There's a lot going on here, but the relevant thing for this question is that quasiparticles are being injected at the band edge, where (again) they should have zero charge, but they are still capable of contributing to the conductance. Something is very wrong with one (or both!) of my understandings.
(There is already a related question here but it didn't get an answer.)
Edited to add:
I found this paper, which describes QPs as rotons in the Cooper pair sea, with spin but no charge. The charge is perfectly screened, and so lives at the surface somewhere. I'm not sure it clarifies things much.
 A: Your confusion confused me at first too, but I believe I can help with the main point.
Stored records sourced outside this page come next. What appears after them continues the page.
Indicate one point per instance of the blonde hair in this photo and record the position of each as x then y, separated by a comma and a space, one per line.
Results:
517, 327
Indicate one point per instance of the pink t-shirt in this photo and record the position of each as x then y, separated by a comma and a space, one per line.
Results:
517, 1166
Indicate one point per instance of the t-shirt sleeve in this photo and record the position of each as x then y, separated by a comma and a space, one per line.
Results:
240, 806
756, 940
Your mistake comes in the phase "picture of a Cooper pair being broken into two quasiparticles." A Cooper pair does not break into two quasiparticles.
Just so we're on the same page, the BCS ground state is:
$$\prod_k \left(u_k+v_ka^\dagger_{k \uparrow}a^\dagger_{-k \downarrow}\right)|vac\rangle $$
In other words, at each value of $k$ we have a superposition of a Cooper pair (with amplitude $v_k$), and no Cooper pair (with amplitude $u_k$).
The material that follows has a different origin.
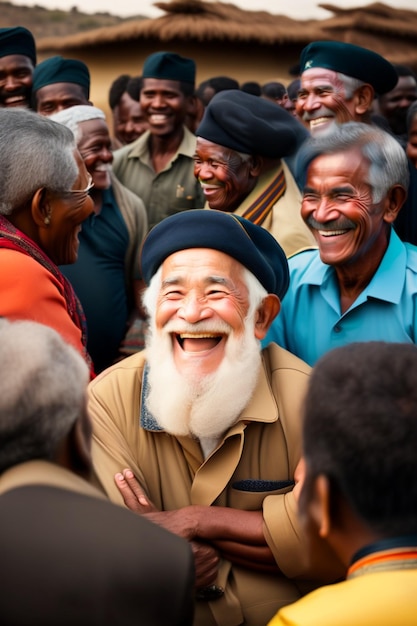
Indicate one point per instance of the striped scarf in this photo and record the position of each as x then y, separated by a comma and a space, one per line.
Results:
260, 208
Making an excitation of two Bogoliubov quasiparticles looks like:
$\left(u_k+v_ka^\dagger_{k \uparrow}a^\dagger_{-k \downarrow}\right) \rightarrow \left(v_k^*-u_ka^\dagger_{k \uparrow}a^\dagger_{-k \downarrow}\right)$
(note that $u_k$ is real).
This is certainly not breaking a Cooper pair. Right at the Fermi surface* it is not changing any particle/hole occupations at all, since the magnitudes of $u_k$ and $v_k$ are the same. So that language seems quite sloppy to me. For an excitation that is deeper in the Fermi sea it does approach destroying a pair. This is okay because we are working in the grand canonical ensemble, and number is not conserved.
I'm not familiar enough with the experimental setup in the paper you link to for detailed comment, but in general the operator for tunnelling between a normal metal and a superconductor, which is what these conductance measurements really probe, has terms like: $$Tu_k(\alpha_k^\dagger)_1(a_{q})_2=Tu_k(u_ka^\dagger_k-v^*_ka_{-k})_1(a_{q})_2$$, which describes creation of a quasiparticle in superconductor 1 and destruction of an electron in normal metal 2. The point is that even when $|u_k|^2=|v_k|^2$ this term need not be zero. It doesn't conserve electron number, but again that is fine.
General conclusions are that: 1. Bogoliubov quasiparticles, while helpful in analysis, are tricky to get an intuitive sense for, and 2. It is important to remember that most discussions of superconductivity are implicitly assuming no number conservation.
*notice that what you call the "band edge" I am calling the "(gapped) Fermi surface," because I think is more conventional to reserve that term for the non-interacting band.